On the night of Friday, September 23rd, I decided to do a soundwalk of a neighborhood I frequent. The neighborhood is in the Stapleton section of Staten Island and I decided to do this as I already sound walked my own neighborhood for a previous class.
I've rented out a music studio on Sands Street for years. During the day the only sound is the train running overhead as the neighborhood is mostly deserted. Several years ago I had a rent dispute with the studio and they locked us out of our room. To get it back we had to break in during the day time. That should say volumes about the neighborhood.
I began my walk at the Stapleton train station and its roughly five past nine. The train rumbles on to the neck stop and the station is deserted. I walk down the steps to find an elderly woman whispering in her cell phone and tapping her foot impatiently.
My goal is the studio on Sands street a street over. Even from the train you can hear the crash of half of dozen different drummers pounding away as hard as they can. You can see the building across an abandoned lot, but you've got to walk around onto Bay Street to get there. Walking onto Bay you get the hum of traffic and the hiss of hydraulics of the bus dropping off its passengers.
There is a small mexican deli on the corner. Music can be heard blaring from a crappy AM/FM radio filled with Latin flair and a bouncing salsa rhythm. Two men are arguing in Spanish inside. Making a right onto Sands street you can start hearing guitars playing repetitious distorted rhythms. The metal door up top slams with a hollow clang and boots pound down the stairs as people leave the studio. I had up the same stairs, go to my room, and drop off my bag. Its quieter here than outside since most bands are too lazy to completely soundproof their rooms. There is still a deep rumble of bass and drums somewhere on the floor but I leave the way I came and head back outside.
I go farther down Bay Street towards the direction of the ferry. There is a constant sound of indecipherable shouting and bass heavy music in the distance interrupted only by intermittent traffic.

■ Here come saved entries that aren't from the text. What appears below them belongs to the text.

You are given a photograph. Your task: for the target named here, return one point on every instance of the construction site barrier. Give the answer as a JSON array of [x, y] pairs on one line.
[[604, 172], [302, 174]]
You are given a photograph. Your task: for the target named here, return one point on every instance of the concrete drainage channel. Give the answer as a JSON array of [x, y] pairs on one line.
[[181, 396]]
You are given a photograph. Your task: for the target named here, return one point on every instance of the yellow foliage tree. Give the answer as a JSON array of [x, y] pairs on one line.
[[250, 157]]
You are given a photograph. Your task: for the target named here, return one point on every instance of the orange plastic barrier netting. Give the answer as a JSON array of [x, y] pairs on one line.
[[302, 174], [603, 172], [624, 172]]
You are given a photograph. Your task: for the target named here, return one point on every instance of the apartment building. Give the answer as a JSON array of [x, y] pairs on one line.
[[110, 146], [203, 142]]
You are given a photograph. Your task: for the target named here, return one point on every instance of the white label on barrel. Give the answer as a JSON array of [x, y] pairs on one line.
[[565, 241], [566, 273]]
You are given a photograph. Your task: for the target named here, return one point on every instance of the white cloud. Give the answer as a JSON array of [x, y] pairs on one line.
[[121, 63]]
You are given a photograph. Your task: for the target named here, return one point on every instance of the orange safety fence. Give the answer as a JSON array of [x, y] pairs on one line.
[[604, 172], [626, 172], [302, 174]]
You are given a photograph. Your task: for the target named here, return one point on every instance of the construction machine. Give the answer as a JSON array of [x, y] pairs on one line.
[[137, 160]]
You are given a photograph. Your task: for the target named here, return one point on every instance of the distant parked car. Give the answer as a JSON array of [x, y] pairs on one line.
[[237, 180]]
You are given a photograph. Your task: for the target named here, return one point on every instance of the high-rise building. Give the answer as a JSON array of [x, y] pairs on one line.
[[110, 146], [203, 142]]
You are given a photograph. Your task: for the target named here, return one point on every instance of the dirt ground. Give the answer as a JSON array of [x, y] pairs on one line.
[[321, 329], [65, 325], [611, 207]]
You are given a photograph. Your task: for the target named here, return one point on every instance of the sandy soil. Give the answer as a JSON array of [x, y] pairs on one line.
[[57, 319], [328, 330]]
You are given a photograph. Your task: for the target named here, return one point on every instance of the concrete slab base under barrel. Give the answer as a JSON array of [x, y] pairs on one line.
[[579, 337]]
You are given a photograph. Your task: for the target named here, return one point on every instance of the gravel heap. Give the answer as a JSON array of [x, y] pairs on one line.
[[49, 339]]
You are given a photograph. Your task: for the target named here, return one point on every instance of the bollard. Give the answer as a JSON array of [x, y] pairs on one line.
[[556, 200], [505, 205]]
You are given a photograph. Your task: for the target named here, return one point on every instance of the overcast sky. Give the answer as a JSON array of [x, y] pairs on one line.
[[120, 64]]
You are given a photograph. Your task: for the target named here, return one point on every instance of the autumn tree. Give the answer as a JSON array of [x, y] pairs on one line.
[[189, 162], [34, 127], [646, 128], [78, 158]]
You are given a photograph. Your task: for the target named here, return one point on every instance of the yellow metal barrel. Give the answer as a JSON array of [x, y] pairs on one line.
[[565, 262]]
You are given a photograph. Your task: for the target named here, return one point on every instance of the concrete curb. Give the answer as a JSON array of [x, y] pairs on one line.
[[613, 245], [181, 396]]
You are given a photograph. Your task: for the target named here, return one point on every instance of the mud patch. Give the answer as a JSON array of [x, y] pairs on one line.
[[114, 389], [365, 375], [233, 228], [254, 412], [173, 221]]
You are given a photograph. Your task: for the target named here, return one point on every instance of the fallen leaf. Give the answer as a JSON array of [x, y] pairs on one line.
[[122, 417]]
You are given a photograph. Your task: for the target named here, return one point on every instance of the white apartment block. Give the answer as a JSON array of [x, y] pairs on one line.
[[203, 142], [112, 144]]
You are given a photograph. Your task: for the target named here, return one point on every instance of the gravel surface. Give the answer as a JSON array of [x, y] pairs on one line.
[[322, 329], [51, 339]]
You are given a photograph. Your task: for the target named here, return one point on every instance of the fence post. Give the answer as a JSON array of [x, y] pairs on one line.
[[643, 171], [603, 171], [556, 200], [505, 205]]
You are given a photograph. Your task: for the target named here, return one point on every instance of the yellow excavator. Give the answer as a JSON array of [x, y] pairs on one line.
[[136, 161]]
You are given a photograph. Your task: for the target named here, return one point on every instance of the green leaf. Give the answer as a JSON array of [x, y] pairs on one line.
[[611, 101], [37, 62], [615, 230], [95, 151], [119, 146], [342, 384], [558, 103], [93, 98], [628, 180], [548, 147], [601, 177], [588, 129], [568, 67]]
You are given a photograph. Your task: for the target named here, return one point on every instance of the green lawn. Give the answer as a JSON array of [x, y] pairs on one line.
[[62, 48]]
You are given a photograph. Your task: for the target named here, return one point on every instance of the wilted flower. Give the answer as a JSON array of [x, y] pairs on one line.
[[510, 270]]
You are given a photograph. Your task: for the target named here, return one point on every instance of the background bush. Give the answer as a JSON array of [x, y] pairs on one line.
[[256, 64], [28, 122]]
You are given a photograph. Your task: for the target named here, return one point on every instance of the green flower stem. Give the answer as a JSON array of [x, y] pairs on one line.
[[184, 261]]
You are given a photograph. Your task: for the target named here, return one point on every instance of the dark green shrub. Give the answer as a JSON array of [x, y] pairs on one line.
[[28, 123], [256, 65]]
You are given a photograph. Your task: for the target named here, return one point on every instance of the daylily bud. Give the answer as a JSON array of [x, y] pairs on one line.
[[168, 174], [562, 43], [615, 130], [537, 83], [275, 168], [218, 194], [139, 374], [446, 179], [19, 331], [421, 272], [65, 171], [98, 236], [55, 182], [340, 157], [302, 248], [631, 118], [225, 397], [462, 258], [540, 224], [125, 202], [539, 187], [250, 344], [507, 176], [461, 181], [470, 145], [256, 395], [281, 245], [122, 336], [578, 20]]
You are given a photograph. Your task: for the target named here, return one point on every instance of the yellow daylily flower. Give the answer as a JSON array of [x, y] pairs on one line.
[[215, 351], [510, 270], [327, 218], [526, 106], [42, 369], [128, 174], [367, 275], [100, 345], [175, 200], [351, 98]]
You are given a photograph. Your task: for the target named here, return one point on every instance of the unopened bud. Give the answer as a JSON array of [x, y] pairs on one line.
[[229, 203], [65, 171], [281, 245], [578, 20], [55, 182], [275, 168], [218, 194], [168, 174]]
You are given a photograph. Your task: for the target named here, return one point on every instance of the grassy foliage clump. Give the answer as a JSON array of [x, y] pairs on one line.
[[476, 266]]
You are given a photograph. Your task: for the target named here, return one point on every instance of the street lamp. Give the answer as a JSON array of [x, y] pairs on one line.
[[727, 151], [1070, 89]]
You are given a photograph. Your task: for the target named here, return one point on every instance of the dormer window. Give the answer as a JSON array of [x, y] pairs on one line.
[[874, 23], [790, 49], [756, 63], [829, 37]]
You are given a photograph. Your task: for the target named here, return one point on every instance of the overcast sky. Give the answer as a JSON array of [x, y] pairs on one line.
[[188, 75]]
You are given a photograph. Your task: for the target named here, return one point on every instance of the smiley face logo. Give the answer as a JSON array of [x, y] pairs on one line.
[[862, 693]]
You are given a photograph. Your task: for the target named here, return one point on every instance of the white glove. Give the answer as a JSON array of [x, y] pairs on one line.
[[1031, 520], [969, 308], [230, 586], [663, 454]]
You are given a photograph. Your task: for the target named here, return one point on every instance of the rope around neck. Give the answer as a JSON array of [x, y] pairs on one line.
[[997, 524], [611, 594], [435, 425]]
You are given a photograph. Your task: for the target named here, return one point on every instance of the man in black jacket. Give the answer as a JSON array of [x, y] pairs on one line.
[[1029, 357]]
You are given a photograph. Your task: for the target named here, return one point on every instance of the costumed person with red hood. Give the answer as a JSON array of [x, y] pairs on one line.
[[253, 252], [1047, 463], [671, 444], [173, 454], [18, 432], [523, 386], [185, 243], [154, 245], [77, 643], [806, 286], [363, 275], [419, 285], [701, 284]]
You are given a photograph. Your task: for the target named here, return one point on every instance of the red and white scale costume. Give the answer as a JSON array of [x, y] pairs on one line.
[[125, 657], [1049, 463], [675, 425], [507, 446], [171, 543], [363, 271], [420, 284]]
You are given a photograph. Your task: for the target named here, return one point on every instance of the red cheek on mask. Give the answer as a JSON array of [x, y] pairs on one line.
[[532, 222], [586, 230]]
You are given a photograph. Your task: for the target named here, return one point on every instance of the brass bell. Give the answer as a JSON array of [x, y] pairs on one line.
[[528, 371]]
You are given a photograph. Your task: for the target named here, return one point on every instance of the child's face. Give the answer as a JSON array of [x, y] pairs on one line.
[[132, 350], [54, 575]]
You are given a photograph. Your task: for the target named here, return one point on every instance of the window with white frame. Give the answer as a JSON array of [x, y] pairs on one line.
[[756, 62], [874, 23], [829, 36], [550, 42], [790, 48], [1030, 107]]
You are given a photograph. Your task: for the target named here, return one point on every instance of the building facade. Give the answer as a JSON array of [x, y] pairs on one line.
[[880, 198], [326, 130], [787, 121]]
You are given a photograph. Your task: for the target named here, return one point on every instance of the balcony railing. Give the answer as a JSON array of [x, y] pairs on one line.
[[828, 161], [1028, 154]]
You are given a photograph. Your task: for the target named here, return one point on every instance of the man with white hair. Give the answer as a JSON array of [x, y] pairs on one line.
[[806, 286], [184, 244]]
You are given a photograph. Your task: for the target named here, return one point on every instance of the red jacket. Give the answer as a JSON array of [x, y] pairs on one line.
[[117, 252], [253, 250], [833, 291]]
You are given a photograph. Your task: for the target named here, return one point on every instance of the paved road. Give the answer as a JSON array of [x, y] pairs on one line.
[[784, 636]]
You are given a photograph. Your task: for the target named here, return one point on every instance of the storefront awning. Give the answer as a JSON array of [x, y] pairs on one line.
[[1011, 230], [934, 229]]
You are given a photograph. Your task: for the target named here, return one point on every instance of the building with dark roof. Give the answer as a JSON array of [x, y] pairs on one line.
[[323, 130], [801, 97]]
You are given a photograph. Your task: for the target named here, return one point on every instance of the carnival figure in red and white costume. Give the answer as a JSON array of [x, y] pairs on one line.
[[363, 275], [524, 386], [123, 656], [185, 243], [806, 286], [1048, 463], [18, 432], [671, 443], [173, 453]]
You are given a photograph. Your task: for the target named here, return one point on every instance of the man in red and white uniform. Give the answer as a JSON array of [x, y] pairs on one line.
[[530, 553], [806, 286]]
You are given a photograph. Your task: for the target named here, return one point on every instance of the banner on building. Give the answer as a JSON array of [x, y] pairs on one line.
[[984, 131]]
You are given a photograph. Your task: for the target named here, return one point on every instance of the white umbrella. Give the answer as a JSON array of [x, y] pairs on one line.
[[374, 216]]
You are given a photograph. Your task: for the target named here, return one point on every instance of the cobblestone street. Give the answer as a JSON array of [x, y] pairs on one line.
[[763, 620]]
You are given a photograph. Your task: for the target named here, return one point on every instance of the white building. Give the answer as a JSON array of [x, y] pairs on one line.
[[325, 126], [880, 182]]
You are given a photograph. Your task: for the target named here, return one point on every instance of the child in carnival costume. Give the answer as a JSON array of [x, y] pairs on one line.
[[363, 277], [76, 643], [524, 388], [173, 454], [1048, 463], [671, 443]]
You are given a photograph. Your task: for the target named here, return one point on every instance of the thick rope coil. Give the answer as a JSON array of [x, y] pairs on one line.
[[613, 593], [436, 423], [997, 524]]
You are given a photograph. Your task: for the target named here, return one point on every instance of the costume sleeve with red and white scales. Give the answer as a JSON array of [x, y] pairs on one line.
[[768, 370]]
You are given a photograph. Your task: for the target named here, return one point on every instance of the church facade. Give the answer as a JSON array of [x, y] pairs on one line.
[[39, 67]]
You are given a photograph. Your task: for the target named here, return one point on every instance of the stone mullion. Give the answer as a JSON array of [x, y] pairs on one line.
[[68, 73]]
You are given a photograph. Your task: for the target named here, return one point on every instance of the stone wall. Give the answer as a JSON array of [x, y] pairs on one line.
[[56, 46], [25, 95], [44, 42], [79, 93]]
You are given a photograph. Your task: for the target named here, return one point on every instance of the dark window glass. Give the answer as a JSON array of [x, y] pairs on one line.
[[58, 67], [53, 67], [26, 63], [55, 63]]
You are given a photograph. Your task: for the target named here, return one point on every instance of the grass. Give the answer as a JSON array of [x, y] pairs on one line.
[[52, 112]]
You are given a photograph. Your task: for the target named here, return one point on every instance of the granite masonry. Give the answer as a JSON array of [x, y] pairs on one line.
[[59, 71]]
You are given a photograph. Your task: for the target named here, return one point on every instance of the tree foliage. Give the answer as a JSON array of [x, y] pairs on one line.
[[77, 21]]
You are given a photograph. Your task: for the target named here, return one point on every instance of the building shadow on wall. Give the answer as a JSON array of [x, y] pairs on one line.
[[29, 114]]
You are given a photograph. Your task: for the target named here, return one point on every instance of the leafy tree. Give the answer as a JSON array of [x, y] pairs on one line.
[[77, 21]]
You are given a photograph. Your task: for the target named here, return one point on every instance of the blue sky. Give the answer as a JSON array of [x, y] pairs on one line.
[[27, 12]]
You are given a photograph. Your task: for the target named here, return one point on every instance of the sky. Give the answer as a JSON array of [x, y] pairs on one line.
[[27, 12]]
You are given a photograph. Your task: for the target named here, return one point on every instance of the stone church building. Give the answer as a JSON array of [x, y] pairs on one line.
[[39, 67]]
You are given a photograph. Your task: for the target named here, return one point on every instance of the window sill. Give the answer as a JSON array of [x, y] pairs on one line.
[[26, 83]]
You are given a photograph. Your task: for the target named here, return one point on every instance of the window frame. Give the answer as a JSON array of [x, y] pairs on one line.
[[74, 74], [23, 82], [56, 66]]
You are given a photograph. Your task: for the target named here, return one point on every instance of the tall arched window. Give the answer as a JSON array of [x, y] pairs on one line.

The is a harsh crackle from the order cue at the McDonald's drive through as people place their orders. Another train rolls by.
There aren't many people out and about and this hour on Bay Street and the ones who are stand silently at bus stations. I hear a fog horn in the distance as the next ferry boat docks and another as one departs. Several minutes later another train rolls past in the opposite direction.
The is the rattle of shopping carts as late night shoppers roll out of the Western Beef supermarket. I decide that its time to head back because its getting awfully close to rehearsal time. On Sands Street there is a screech of tires as people race to the end of the dead end street.
The sounds of traffic, the shopping carts, music and people talking are considered to be background noise.
Sound signals could be the sound of the order box at McDonalds, the screeching car tires, and the sounds of the heavy metal doors at Sand Street opening.
The only sound land marks that seem relevant to me, is the sound of the trains and the fog horn from the ferry. They denote the time and are constant reminders of the location of the neighborhood.